A model for the Voice that enables self-determination is therefore critical for promoting strong and safe communities, where Aboriginal and Torres Strait Islander peoples are better able to transcend challenges and cycles of powerlessness.

This approach is supported by the United Nations Declaration on the Rights of Indigenous Peoples (UNDRIP) and the Principles relating to the Status of National Institutions (The Paris Principles). The Commission’s submission to the co-design process recommends that guidance be drawn from both these documents.

The UNDRIP emphasises the importance of “participation of Indigenous peoples in matters that would affect their rights, through representatives freely chosen by themselves”.

The Paris Principles provide a useful list of requirements to ensure that an organisation is robust and able to operate with an appropriate level of independence.

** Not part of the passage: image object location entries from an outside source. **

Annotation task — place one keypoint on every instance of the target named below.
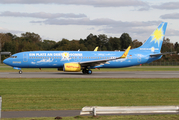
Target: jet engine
(72, 67)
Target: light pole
(0, 45)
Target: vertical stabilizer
(154, 42)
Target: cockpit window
(13, 57)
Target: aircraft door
(138, 58)
(25, 57)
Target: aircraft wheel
(84, 71)
(20, 72)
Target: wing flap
(104, 61)
(154, 55)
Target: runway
(119, 74)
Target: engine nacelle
(72, 67)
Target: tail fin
(154, 42)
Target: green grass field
(122, 117)
(71, 94)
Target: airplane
(75, 61)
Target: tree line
(33, 42)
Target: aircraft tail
(154, 42)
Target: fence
(94, 110)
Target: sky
(76, 19)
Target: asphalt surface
(55, 113)
(133, 74)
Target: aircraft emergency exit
(75, 61)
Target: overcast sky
(75, 19)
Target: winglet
(96, 49)
(126, 53)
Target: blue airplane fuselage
(56, 59)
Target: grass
(122, 117)
(70, 94)
(5, 68)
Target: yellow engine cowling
(72, 67)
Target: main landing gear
(87, 71)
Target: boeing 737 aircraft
(75, 61)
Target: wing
(103, 61)
(154, 55)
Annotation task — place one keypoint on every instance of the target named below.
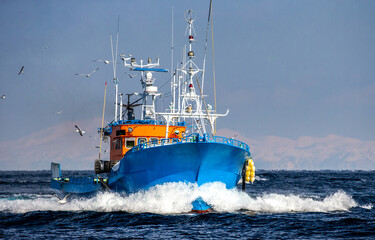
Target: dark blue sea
(278, 205)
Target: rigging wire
(101, 131)
(213, 56)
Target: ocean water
(279, 205)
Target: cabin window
(142, 140)
(118, 143)
(120, 132)
(154, 140)
(130, 143)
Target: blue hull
(197, 162)
(200, 161)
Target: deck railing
(191, 138)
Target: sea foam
(176, 198)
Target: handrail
(190, 139)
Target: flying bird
(87, 74)
(132, 76)
(105, 61)
(79, 130)
(21, 71)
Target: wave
(176, 198)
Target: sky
(291, 70)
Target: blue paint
(196, 159)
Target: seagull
(21, 71)
(87, 74)
(132, 76)
(64, 200)
(105, 61)
(79, 130)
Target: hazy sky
(283, 68)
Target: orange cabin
(126, 136)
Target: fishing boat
(176, 145)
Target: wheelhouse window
(129, 143)
(154, 140)
(118, 143)
(120, 132)
(142, 140)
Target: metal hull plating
(196, 162)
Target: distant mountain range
(308, 153)
(61, 143)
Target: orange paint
(122, 139)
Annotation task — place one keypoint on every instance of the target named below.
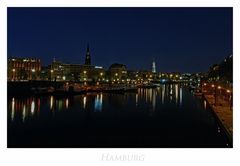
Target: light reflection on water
(98, 102)
(151, 97)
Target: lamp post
(13, 76)
(215, 94)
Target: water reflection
(164, 93)
(13, 109)
(67, 102)
(32, 107)
(205, 104)
(150, 99)
(84, 102)
(24, 113)
(98, 102)
(51, 102)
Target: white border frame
(166, 156)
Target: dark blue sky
(179, 39)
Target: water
(169, 116)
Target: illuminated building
(118, 72)
(153, 67)
(24, 69)
(88, 57)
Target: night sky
(179, 39)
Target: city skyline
(53, 33)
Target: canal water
(168, 116)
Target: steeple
(88, 57)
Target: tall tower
(88, 57)
(153, 66)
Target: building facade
(24, 69)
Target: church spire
(88, 57)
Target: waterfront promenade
(223, 113)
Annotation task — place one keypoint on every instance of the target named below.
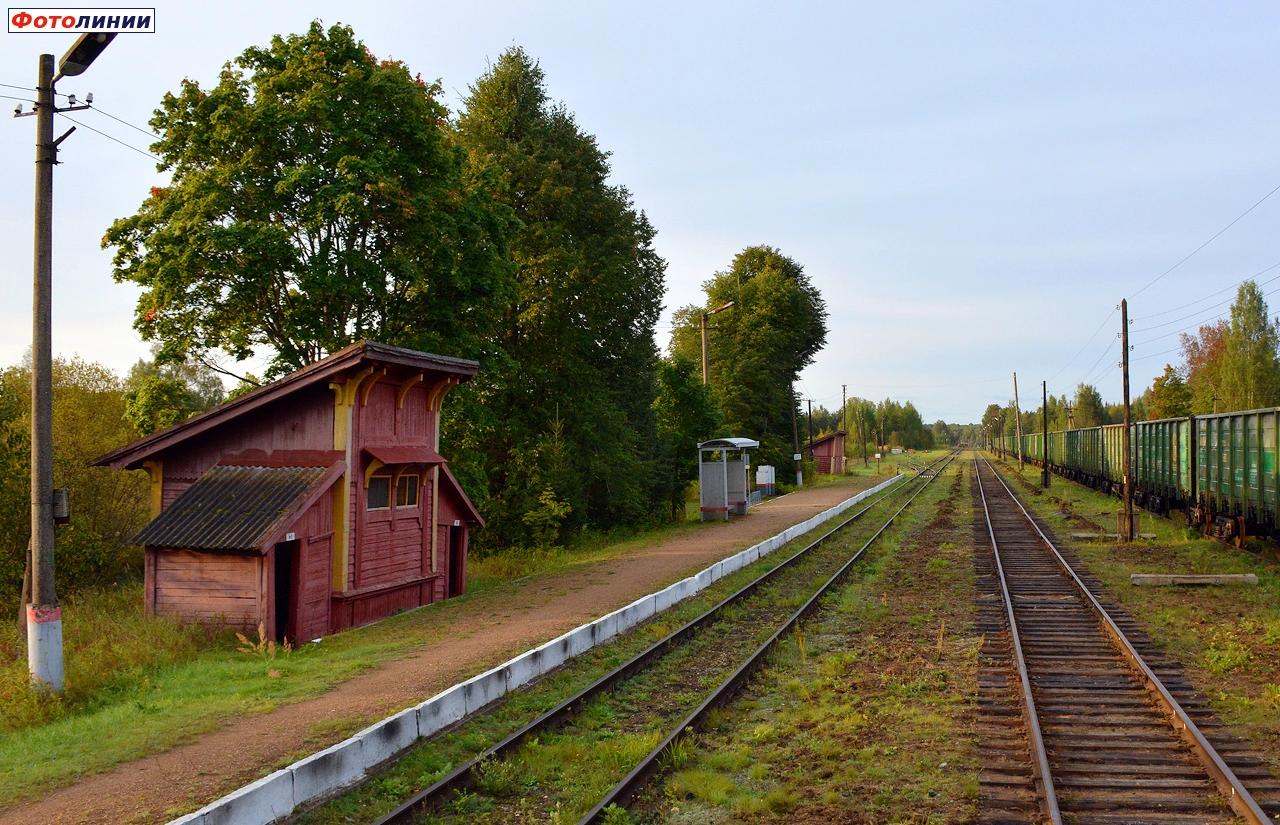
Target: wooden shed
(312, 504)
(828, 453)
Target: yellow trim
(435, 514)
(155, 471)
(406, 385)
(343, 400)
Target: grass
(562, 773)
(865, 716)
(140, 686)
(1228, 638)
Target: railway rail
(1114, 732)
(464, 777)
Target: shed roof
(826, 438)
(728, 444)
(237, 508)
(329, 367)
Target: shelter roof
(320, 371)
(238, 508)
(826, 438)
(728, 444)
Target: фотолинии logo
(77, 21)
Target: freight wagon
(1220, 470)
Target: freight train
(1220, 470)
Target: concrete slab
(440, 711)
(480, 690)
(327, 771)
(384, 739)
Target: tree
(759, 347)
(1088, 408)
(315, 200)
(1169, 395)
(160, 394)
(1205, 354)
(1251, 370)
(686, 415)
(576, 337)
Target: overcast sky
(972, 186)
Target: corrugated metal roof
(231, 508)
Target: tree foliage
(758, 347)
(315, 200)
(568, 404)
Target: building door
(457, 558)
(286, 590)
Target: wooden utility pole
(1018, 422)
(1127, 527)
(1045, 432)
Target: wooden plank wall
(213, 589)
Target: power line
(1202, 310)
(1211, 239)
(112, 138)
(1086, 344)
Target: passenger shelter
(722, 477)
(312, 504)
(828, 453)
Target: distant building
(828, 453)
(312, 504)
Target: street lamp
(44, 615)
(707, 315)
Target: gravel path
(480, 633)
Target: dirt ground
(481, 632)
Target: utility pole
(44, 614)
(1018, 422)
(1127, 528)
(1045, 431)
(795, 438)
(704, 316)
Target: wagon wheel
(1239, 537)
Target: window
(406, 490)
(379, 493)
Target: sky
(973, 187)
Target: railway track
(1112, 732)
(718, 636)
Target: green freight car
(1220, 470)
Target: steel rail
(1041, 755)
(464, 775)
(1228, 783)
(629, 787)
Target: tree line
(1226, 365)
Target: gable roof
(133, 454)
(238, 508)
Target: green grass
(1228, 638)
(138, 686)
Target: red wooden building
(311, 504)
(828, 453)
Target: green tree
(577, 335)
(315, 200)
(1169, 395)
(686, 415)
(758, 347)
(1251, 370)
(160, 394)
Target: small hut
(828, 453)
(312, 504)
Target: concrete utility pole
(1127, 528)
(704, 316)
(1018, 422)
(1045, 431)
(44, 615)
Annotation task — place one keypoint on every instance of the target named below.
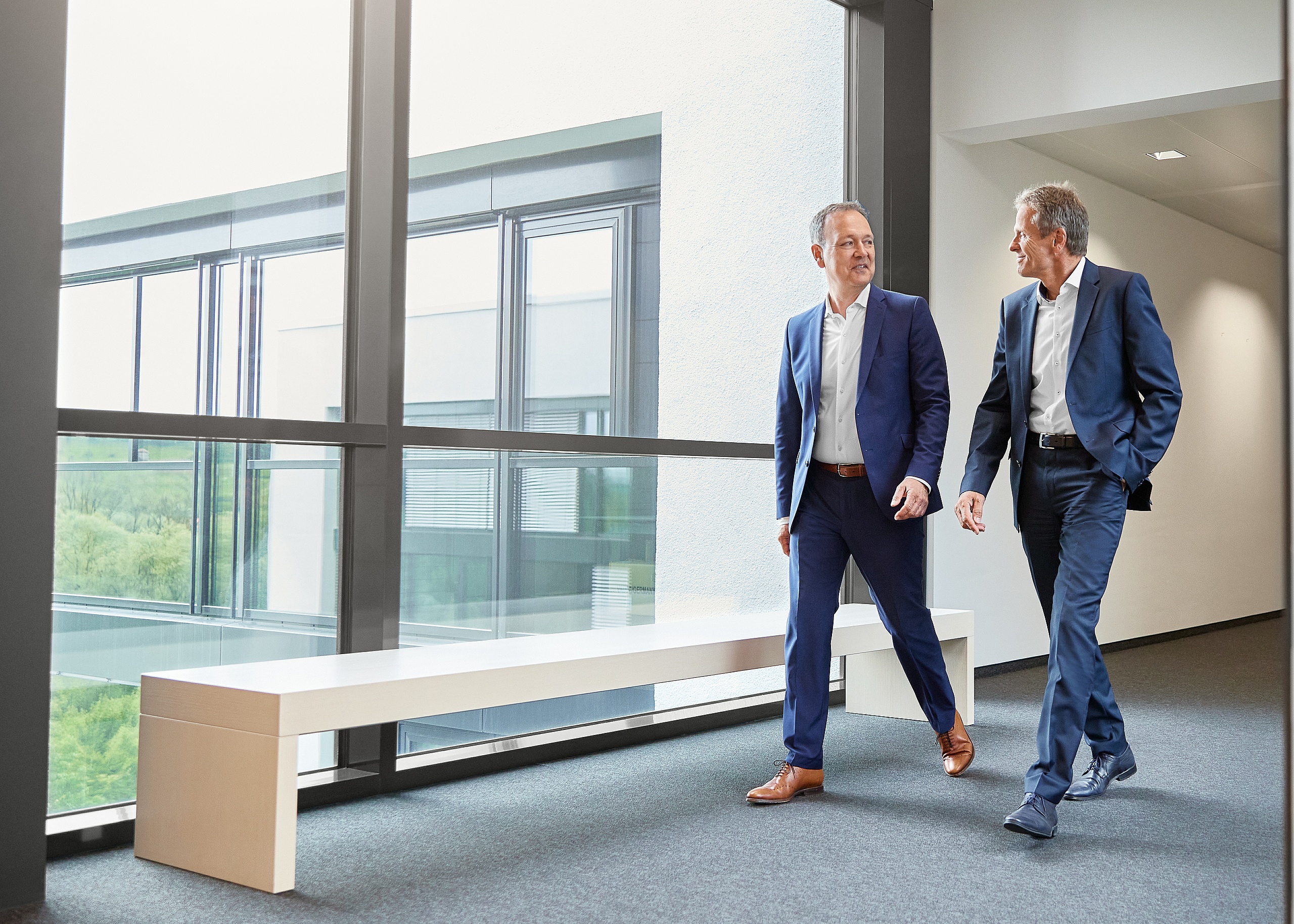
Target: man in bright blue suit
(1086, 393)
(862, 420)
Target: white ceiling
(1230, 178)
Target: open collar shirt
(1048, 413)
(837, 439)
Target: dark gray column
(888, 152)
(377, 209)
(33, 52)
(906, 260)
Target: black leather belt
(1055, 440)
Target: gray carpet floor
(660, 833)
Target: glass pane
(254, 228)
(669, 148)
(569, 332)
(452, 329)
(96, 346)
(126, 601)
(301, 348)
(576, 544)
(169, 343)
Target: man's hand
(914, 496)
(969, 512)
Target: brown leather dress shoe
(957, 747)
(790, 782)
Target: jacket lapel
(872, 324)
(1084, 310)
(814, 336)
(1028, 325)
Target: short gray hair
(1056, 205)
(819, 220)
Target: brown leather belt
(845, 470)
(1054, 440)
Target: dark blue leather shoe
(1100, 772)
(1036, 817)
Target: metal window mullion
(249, 336)
(623, 324)
(200, 585)
(209, 338)
(139, 342)
(512, 316)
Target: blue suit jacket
(1122, 386)
(902, 412)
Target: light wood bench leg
(218, 802)
(875, 684)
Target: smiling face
(848, 253)
(1037, 254)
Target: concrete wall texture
(1212, 548)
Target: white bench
(218, 746)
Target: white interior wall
(1003, 69)
(1210, 549)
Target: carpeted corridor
(660, 833)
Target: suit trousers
(1071, 522)
(838, 518)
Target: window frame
(372, 433)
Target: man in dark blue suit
(862, 419)
(1085, 389)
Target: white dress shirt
(1048, 413)
(837, 440)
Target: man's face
(1036, 253)
(849, 251)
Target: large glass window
(659, 310)
(178, 556)
(620, 257)
(586, 258)
(497, 545)
(202, 253)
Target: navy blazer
(902, 412)
(1122, 386)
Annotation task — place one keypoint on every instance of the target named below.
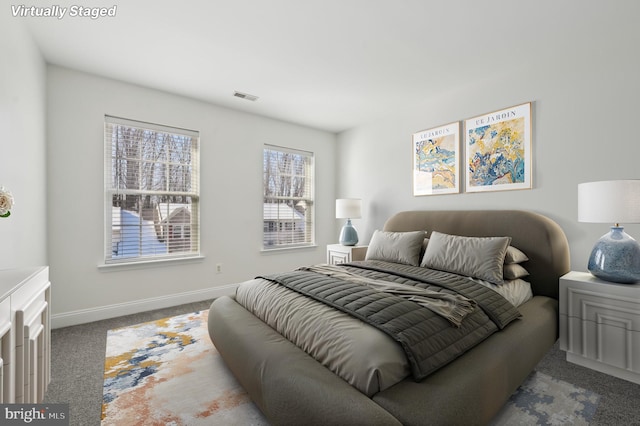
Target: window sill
(287, 249)
(151, 263)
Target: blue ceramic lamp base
(616, 257)
(348, 234)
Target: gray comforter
(429, 341)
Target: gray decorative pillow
(514, 255)
(478, 257)
(398, 247)
(514, 271)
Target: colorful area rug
(167, 372)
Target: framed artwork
(498, 150)
(436, 158)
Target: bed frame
(290, 387)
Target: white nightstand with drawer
(337, 253)
(600, 324)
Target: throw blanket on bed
(410, 324)
(452, 307)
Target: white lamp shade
(612, 201)
(348, 208)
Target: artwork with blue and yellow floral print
(498, 150)
(435, 160)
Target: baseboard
(83, 316)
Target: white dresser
(600, 324)
(25, 334)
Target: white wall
(231, 197)
(585, 92)
(22, 146)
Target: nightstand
(600, 324)
(337, 253)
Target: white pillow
(514, 271)
(398, 247)
(514, 255)
(478, 257)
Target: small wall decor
(6, 202)
(436, 156)
(498, 150)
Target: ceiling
(327, 64)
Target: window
(151, 191)
(287, 198)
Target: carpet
(167, 372)
(543, 400)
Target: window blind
(151, 191)
(288, 198)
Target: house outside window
(151, 191)
(288, 199)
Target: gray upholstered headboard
(539, 237)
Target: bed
(289, 384)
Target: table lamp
(616, 256)
(348, 208)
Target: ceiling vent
(246, 96)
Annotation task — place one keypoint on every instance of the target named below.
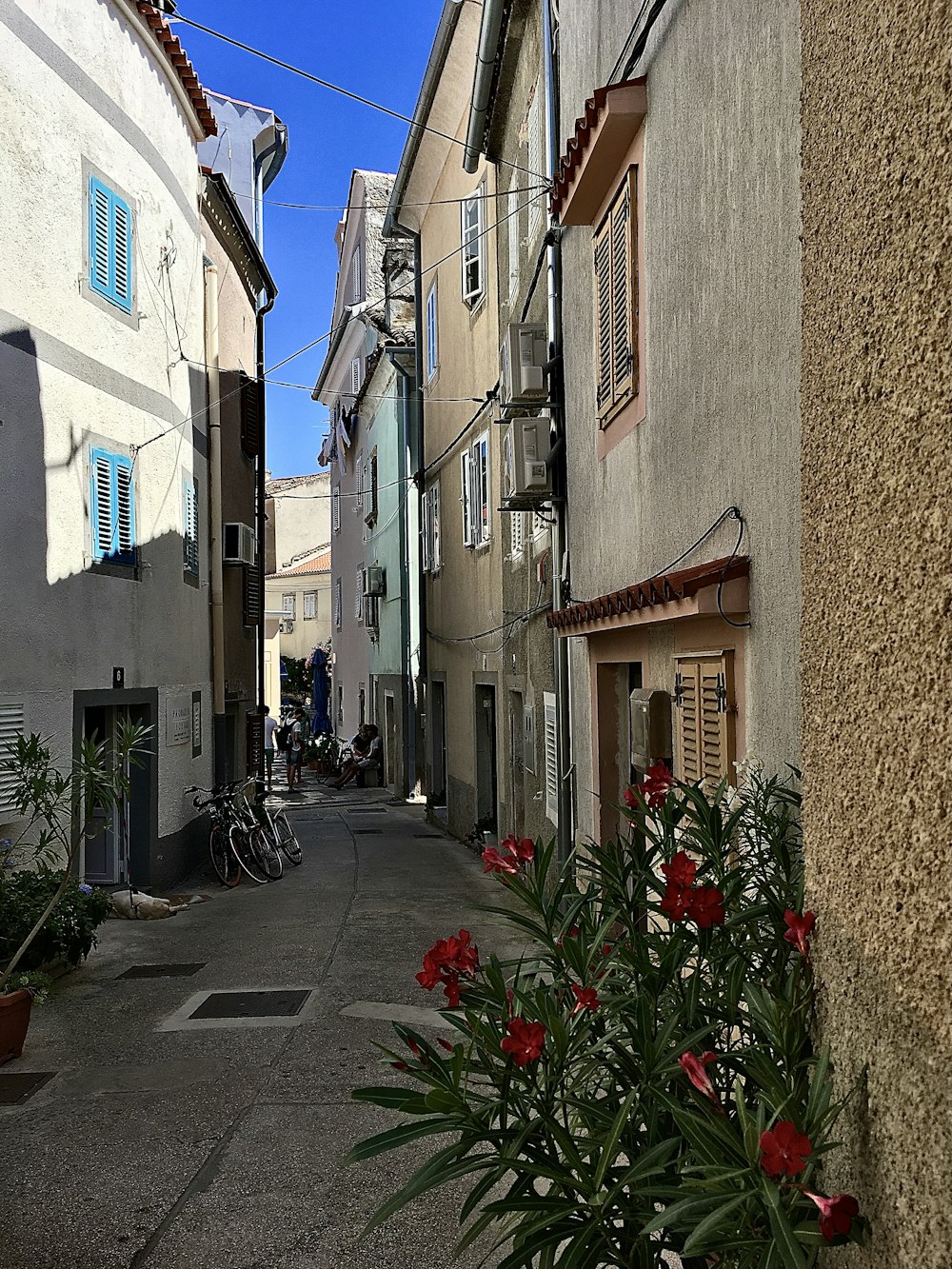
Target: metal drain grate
(251, 1004)
(19, 1086)
(183, 970)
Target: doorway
(486, 776)
(438, 732)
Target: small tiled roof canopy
(579, 141)
(657, 590)
(173, 50)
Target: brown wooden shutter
(250, 415)
(604, 317)
(704, 716)
(621, 296)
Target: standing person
(270, 726)
(296, 750)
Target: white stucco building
(103, 452)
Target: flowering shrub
(643, 1079)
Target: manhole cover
(251, 1004)
(17, 1088)
(163, 971)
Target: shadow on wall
(65, 637)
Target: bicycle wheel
(242, 845)
(224, 860)
(265, 853)
(288, 841)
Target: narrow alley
(170, 1145)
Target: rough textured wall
(878, 665)
(722, 313)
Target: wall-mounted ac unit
(527, 481)
(239, 545)
(373, 580)
(522, 359)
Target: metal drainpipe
(215, 517)
(259, 521)
(565, 831)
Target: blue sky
(369, 47)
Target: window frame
(120, 557)
(472, 245)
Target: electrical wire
(331, 88)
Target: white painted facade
(88, 90)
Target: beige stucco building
(876, 548)
(680, 201)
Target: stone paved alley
(220, 1147)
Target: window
(517, 529)
(109, 245)
(113, 507)
(475, 492)
(474, 247)
(704, 709)
(551, 758)
(10, 727)
(616, 302)
(189, 526)
(432, 335)
(537, 155)
(372, 488)
(430, 529)
(251, 597)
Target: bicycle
(276, 827)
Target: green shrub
(643, 1081)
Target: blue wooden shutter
(109, 245)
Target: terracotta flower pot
(14, 1021)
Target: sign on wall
(178, 720)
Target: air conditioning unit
(239, 545)
(527, 481)
(522, 359)
(373, 580)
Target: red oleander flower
(677, 900)
(525, 1041)
(524, 848)
(682, 869)
(837, 1214)
(707, 907)
(495, 862)
(799, 930)
(585, 998)
(657, 784)
(695, 1069)
(783, 1150)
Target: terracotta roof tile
(657, 590)
(169, 42)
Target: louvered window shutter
(250, 415)
(10, 727)
(704, 716)
(621, 300)
(604, 317)
(551, 757)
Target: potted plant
(48, 915)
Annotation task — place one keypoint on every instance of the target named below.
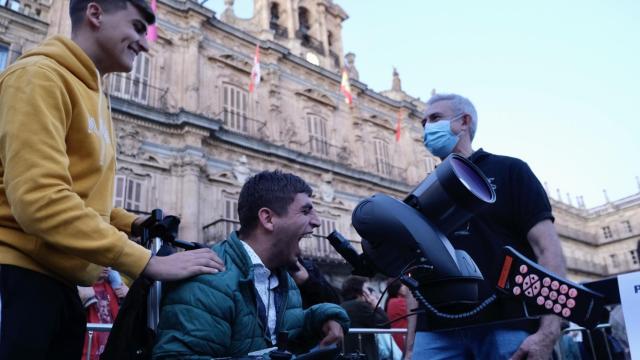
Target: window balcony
(320, 147)
(310, 42)
(133, 89)
(279, 31)
(239, 122)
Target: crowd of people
(63, 246)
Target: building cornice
(216, 131)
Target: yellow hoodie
(57, 154)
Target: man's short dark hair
(274, 190)
(77, 8)
(352, 287)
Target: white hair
(460, 104)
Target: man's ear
(94, 15)
(265, 216)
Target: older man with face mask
(521, 217)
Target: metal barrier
(589, 344)
(91, 328)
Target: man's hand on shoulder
(183, 265)
(333, 333)
(538, 346)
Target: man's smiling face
(121, 37)
(298, 222)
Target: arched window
(134, 85)
(381, 154)
(303, 20)
(317, 126)
(235, 105)
(275, 13)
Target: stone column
(292, 18)
(191, 70)
(321, 14)
(187, 169)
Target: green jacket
(217, 315)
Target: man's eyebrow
(140, 23)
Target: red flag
(345, 87)
(255, 71)
(398, 125)
(152, 32)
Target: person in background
(360, 305)
(396, 308)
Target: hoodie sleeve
(122, 219)
(34, 113)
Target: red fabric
(104, 311)
(396, 308)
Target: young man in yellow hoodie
(57, 167)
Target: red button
(516, 291)
(536, 288)
(544, 291)
(548, 304)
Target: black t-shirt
(521, 203)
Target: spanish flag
(345, 88)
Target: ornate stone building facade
(190, 133)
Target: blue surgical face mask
(439, 139)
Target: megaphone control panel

The Commission’s submission details a list of principles to help guide the operation of the Voice and ensure its credibility and effectiveness.

These principles include ensuring the Voice has:

  • A broad mandate, clearly set out in a constitutional or legislative text, which extends to commenting on policy issues, educational and promotional activities, as well as engaging in legal processes that affect Aboriginal and Torres Strait Islander peoples;
  • A mandate to submit to the Government, Parliament and any other competent body, opinions, recommendations, proposals and reports on any matters concerning Aboriginal and Torres Strait Islander peoples;
  • The capacity to independently publicise views and reports;
  • Processes for selecting representatives that reflect the diversity of Aboriginal and Torres Strait Islander peoples – including gender equality. These should also enable the participation of all First Nations peoples.

The Commission’s submission also provides recommendations for mechanisms that are intended to give effect to the principles of self-determination, independence and effective representation, including:

  • Sustainable funding mechanisms, which are vital for the ongoing effectiveness of the Voice;
  • Mechanisms to ensure accountability, such as Aboriginal and Torres Strait Islander participation in Senate Estimates processes, and ensuring that views of the Voice are heard in parliamentary debates on bills that significantly affect Indigenous peoples;
  • The establishment of an Ethics Council within the Voice to adjudicate on matters of governance and ethics;
  • Measures to ensure gender equality, to make certain that the voices of women and girls are represented at every level of decision-making;
  • A permanent standing committee for First Nations women alongside those already proposed for young people, and people with disability.

The Commission’s submission responded to proposals outlined in the Interim Report, which was published in January 2021, as part of stage two of the Indigenous Voice co-design process.